Le gros père architecte en chef nous toise, écœuré. Il commence à nous connaître. Il consulte une liste, hausse les épaules, lance aux deux couennes un aboiement dont je saisis seulement « Uhlardstrasse » et « Mauern niederschlagen ». Merde. Abattre des murs. Le truc le plus con. Des façàdes restées debout toutes seules, va savoir pourquoi, six étages qui oscillent dans la brise comme un décor de film, dangereux comme tout pour le passant rêveur, alors nous on s'amène avec de longues perches d'échafaudage et on les pousse préventivement par terre. Boulot très spectaculaire, ça fascine les mômes du coin, nos deux croûtons les maintiennent à distance, « Weiter, Kinder!
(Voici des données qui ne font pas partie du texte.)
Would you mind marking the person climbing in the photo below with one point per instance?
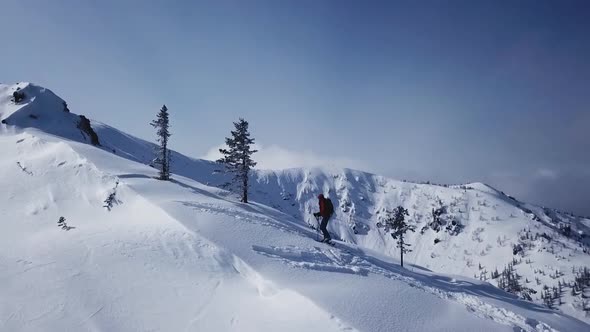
(326, 211)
Weg bleiben! », les mômes hurlent de joie quand le mur s'écroule et que le sol sursaute dans un formidable nuage de poussière. Pendant ce temps-là, ils ne pensent pas à leur Mutti' écrabouillée, à leur Vatti criblé de petits trous ronds. Heureux âge.

Oui, mais nous, on aimerait mieux aller piocher les décombres frais sous lesquels dorment les cadavres de la nuit. C'est un boulot dangereux, il y a des tas de bombes à la con qui oublient d'exploser quand c'est le moment et qui n'attendent que ton coup de pioche pour se rattraper. Et puis, ces connards d'Angliches balancent maintenant des saloperies à retardement réglées pour péter des fois vingt-quatre heures plus tard... Mais c'est là qu'on a quelque chance de tomber sur un pain presque entier, sur un bout de lard, sur une mine de patates, peut-être même sur une boîte de singe, si t'as vraiment du pot. Les conserves, ça résiste absolument à tout, juste un peu cabossées, une belle invention. Mais faut faire gaffe. La famille anxieuse suit tes gestes, il traîne des mecs à brassard, des schupos, des petits cons de la Hitlerjugend trop contents de te dénoncer. N'avoir dans l'idée que de faucher de la bouffe, au milieu de tout ce deuil, faut être un beau dégueulasse, non ? Ça peut te conduire tout droit à Moabit, la vieille prison où les pilleurs sont décapités à la hache, pas moins. Alors on fait mine de rien, quand on repère un truc qui se mange on jette un œil à droite et à gauche voir si personne l'a vu, on le pousse de côté, du bout de la pelle, on le recouvre discrètement de quelques gravats, on se le balise au moyen d'un indice quelconque, on photographie bien le coin dans sa tête et on continue à piocher.